Galiano Club’s Annual Christmas Market
The Galiano Club’s Annual Christmas Market will be happening over two days again this year. Saturday Dec 2nd and Sunday Dec 3rd. If you would like to be a vendor, please send us an email at galianoclub@gmail.com with your preferred day. (Day requests will be accommodated on a first come basis.)
Galiano Players
By Sonia Baker
Not long after arriving on Galiano, I became involved with the Galiano Players and began producing a Christmas pantomime. Our first Panto was Cinderella, and very quickly the Christmas Panto became a fantastic success. I have directed seven Panto’s so far on Galiano, but now I’ve turned the tradition over to new director, Brahmi Brenner. The Panto is in very good hands, and we can look forward to a wonderful production again this December.
Now I’m moving in a new direction. I’m privileged to be directing a dark comedy with two very talented actors, Joy Wilson, and Christina Stechishin. Working on their character development has been fun for us all. This one-act play will keep you wondering about the outcome until the very end. Please join me Friday October 20th or Saturday 21st, at 7pm at the South Hall.
Come watch these two incredible actors in a play you’ll be talking about for a long time.
For as long as any of us can remember there has been an old wooden building located next to the Galiano Community Hall. It is a simple enough four-sided structure, thick wood boards nailed to unfinished posts rooted into the ground, sloping corrugated metal roof. A single door, no windows. The floor is made up of packed soil and one very old tree stump. One side of the structure seems to have been left open (to receive firewood?) and was eventually covered over with a number of reused wood doors. Originally built in 1931 as a “wood shed”, the structure has been used as a general storage shed since at least the late 1950s. Stage props, food stuffs, archival papers, garden tools, excess lumber, retired furniture, kitchen pots and pans, sandwich boards and much much more, all found temporary and even long-term storage there. In the last few decades the outer walls became a place to post old event signs (in the days when these were still made of wood with hand painted letters), signs that advertised a wide variety of Hall functions: dances, art shows, craft markets, etc. While the building probably served very well as a wood shed, it was never a satisfactory storage shed: drafty and uninsulated, rotting boards, rodent infested. Historic though the building was becoming, it has long been in need of replacement and relocating. Just this past month the Club Board decided to do both. Under the supervision of Club Director, Diana Burgoyne, the old building is being dismantled, the boards and poles saved for use elsewhere. (One of those helping with the dismantling is Barry New. Barry’s grandfather, Donald New, was one of the founders —- in 1924 —- of the Galiano Club and was most active with the Club in the early 1930s. Mr. New quite probably helped with the construction of the original shed, the very one that his grandson is now helping take apart.) A stronger, more efficient storage building is soon to be constructed closer to the Hall itself.

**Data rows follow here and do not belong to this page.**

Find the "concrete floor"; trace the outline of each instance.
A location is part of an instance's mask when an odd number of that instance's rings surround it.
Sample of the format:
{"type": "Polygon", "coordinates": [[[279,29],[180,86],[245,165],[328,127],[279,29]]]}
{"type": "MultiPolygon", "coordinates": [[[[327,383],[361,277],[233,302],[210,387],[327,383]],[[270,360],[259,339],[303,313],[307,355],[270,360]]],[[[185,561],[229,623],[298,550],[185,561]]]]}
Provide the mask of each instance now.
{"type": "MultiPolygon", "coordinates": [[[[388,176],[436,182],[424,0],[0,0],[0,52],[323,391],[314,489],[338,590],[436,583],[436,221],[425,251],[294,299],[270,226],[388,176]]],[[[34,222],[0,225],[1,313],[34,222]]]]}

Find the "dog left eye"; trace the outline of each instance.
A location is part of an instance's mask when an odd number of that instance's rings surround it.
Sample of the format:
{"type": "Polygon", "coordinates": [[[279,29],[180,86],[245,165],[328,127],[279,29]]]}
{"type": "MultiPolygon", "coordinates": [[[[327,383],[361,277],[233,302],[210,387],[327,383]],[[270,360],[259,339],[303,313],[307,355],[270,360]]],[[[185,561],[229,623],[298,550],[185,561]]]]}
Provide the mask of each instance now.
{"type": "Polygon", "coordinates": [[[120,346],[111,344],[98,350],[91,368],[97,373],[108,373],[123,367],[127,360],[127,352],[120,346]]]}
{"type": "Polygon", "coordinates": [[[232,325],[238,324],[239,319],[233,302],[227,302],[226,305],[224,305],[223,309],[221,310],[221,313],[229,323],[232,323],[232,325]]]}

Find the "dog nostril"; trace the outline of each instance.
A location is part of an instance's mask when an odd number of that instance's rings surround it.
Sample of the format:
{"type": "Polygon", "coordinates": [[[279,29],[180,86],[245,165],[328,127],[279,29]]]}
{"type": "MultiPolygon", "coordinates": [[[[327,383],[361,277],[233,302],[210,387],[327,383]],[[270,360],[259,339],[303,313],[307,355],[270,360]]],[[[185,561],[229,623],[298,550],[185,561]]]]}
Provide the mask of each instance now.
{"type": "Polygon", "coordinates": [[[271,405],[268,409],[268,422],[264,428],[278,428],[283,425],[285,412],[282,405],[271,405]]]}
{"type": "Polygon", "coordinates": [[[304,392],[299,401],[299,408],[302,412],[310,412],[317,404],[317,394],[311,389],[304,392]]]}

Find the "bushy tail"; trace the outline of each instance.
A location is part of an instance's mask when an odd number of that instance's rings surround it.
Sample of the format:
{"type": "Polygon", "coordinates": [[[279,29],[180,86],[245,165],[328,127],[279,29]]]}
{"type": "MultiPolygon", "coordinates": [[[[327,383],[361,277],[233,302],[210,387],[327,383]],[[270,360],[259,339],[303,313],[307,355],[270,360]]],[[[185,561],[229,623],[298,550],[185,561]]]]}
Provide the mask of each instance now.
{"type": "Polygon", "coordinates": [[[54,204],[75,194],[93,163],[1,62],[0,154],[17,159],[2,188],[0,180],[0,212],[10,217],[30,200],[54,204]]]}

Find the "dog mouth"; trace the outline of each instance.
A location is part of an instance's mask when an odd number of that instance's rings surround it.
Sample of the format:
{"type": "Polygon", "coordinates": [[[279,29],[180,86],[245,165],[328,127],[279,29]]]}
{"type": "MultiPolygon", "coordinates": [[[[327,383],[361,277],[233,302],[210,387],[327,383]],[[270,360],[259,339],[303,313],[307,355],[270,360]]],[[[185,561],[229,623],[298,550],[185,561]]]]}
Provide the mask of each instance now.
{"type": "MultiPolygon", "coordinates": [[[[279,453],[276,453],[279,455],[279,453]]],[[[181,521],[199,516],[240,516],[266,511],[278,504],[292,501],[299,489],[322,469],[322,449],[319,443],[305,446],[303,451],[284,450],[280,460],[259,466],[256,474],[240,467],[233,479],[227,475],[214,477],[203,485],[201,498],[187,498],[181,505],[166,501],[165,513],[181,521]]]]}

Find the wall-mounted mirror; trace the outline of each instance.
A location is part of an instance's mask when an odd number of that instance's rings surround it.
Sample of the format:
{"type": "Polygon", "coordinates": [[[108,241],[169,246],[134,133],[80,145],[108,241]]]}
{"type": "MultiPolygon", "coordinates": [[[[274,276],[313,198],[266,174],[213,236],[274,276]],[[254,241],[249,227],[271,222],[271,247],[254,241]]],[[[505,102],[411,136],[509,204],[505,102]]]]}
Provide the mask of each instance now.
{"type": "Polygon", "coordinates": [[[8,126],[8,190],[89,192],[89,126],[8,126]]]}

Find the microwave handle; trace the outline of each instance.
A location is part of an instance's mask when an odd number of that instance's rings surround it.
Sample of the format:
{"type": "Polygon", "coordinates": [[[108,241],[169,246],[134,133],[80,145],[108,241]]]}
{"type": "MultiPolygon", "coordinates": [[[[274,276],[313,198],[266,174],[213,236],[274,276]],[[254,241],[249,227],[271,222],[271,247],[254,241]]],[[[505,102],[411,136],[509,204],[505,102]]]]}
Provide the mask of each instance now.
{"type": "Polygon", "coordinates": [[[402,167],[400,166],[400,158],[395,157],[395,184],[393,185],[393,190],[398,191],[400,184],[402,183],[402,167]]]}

In 1949 a group of local entrepreneurs established the Galiano Light and Power Company. Initially the Company provided electrical power to some 30 customers in the Sturdies Bay area. In the early 1950s the Galiano Club agreed to invest in the Company with the arrangement including the bringing of electricity to the Hall. A single power line was eventually strung on wood poles (cut from the Bluffs) stretching from Sturdies Bay to the Hall. By the early 1960s, with the creation of both BC Hydro and BC Ferries, a more reliable supply to the island of both electrical power and of natural gas (originally named ‘rock gas’) eliminated the need, from the Hall, of all the oil lamps and of the wood burning stove, replacing them with electric lights, gas and electric heat. The need for a wood shed was no longer there.